Strict rules now govern business relationships between attorneys and clients, Vugt said. State bar associations also have varying rules limiting how law firms can market their services and defining attorney’s duties when asked to provide a court with information during litigation.
“There’s a whole variety of ways ethical rules have to be applied,” Vugt said.
That only adds to the need for a lawyer’s lawyer to be seasoned, trustworthy and excel at risk management, he said.
“Handling litigation is a big part of this job,” Vugt said, “and having done that for clients is key to doing it for the firm.”
For those who can break into the niche market, Tuft said, the work can be gratifying.
“It is a great field to be in, very interesting, very challenging and can be very rewarding,” he said. “You learn a lot about other peoples’ practice. You learn a lot from your clients.”
Kevin Milliken, an attorney at Madison-based Relles, Milliken & Scheffer LLP whose specialties include professional license defense, said he enjoys helping colleagues through emotionally trying situations.
“I think it’s more of giving another lawyer an objective viewpoint,” he said. “You need to fully understand the unique facts and the decisions someone made and what brought them to those decisions.”
That complexity and the unique challenges of lawyering for lawyers is part of the draw for those who do it.
Don Campbell is an incoming board member of APRL and an attorney at Michigan-based Collins, Einhorn, Farrell & Ulanoff PC. He spent 10 years as a prosecutor pursuing grievances against attorneys before switching to the other side.
“I’ve stayed as a grievance defense attorney,” he said, “not for the money but for the challenge and enjoyment of what I do.”
Campbell agreed the rules governing attorneys have become much more sophisticated, creating “pitfalls for the unwary,” and echoed Covelli’s view that lawyers should seek help on conflicts or ethics questions early, instead of waiting until they are embroiled.

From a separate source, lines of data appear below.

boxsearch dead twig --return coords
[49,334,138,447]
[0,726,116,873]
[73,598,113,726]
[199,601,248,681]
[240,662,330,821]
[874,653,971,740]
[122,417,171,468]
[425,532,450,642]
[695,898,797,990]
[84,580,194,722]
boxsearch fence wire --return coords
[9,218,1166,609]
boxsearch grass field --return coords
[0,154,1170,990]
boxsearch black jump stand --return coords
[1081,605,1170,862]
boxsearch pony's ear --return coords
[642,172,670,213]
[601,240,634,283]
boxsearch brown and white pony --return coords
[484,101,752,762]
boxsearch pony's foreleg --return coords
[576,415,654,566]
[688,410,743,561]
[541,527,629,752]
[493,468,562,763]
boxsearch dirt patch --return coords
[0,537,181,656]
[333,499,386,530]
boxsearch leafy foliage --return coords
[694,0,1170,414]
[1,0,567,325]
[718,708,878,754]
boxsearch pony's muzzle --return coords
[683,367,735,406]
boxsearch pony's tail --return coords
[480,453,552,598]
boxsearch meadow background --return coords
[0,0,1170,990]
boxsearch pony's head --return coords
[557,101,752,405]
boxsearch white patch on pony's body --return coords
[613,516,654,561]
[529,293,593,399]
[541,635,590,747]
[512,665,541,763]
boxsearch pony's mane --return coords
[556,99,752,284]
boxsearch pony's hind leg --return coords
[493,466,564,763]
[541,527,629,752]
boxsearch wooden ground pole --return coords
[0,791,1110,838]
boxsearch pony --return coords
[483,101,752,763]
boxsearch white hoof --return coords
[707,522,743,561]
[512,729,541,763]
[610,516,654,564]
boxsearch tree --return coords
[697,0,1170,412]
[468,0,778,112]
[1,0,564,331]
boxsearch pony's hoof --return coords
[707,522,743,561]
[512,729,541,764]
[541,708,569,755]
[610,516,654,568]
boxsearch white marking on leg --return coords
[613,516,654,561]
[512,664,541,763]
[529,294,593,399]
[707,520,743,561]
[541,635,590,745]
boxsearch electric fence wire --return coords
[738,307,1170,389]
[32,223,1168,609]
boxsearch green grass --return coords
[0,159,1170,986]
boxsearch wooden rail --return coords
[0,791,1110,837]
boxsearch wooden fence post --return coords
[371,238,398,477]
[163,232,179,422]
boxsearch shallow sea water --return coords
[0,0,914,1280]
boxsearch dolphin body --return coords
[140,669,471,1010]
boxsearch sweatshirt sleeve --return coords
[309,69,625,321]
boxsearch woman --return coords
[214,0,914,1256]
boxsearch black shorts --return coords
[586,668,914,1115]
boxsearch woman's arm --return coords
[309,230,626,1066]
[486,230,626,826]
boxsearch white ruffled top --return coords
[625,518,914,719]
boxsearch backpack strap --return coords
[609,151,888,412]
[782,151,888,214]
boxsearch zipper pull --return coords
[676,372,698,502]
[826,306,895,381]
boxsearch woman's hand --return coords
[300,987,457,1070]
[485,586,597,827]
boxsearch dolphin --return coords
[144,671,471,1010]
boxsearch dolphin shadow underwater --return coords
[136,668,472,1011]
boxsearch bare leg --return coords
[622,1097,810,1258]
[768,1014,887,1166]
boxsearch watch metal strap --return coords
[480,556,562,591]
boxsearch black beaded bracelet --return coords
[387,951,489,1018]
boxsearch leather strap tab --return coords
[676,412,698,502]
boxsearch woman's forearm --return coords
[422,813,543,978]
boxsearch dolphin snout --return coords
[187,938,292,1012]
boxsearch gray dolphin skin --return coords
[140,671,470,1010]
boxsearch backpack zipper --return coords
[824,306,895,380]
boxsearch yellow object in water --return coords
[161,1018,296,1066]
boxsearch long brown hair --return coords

“There’s no shame in going to somebody else to seek advice on how to handle the ethics,” Campbell said, “asking, ‘What are these rules and how do they apply to my situation?’”
Convincing an attorney client to seek help is just part of the challenge, however.
“Lawyers tend to pick facts or get tangled up in details more than the average human being,” Covelli said, adding that can rob them of sympathy before a judge, investigator or jury.
“There’s generally, within juries, a perception that they don’t like lawyers on the one hand, and that a lawyer should be like a guardian angel and save their client on the other,” he said. “It’s kind of a double-edged sword.”
But one of the biggest challenges representing other lawyers in disciplinary investigations or lawsuits, Covelli said, is being able to distill cases so jurors lacking legal experience can understand them.
“A lot of it is being a good trial lawyer,” he said, getting to the heart of the issue and deciding how to make it simple.”
Though the approach might be different, Milliken said, working with attorney clients offers a reward all lawyers seek: vindication.
“Like all things in law practice,” he said, “it’s rewarding to have somebody come to us with a problem and get them through it.”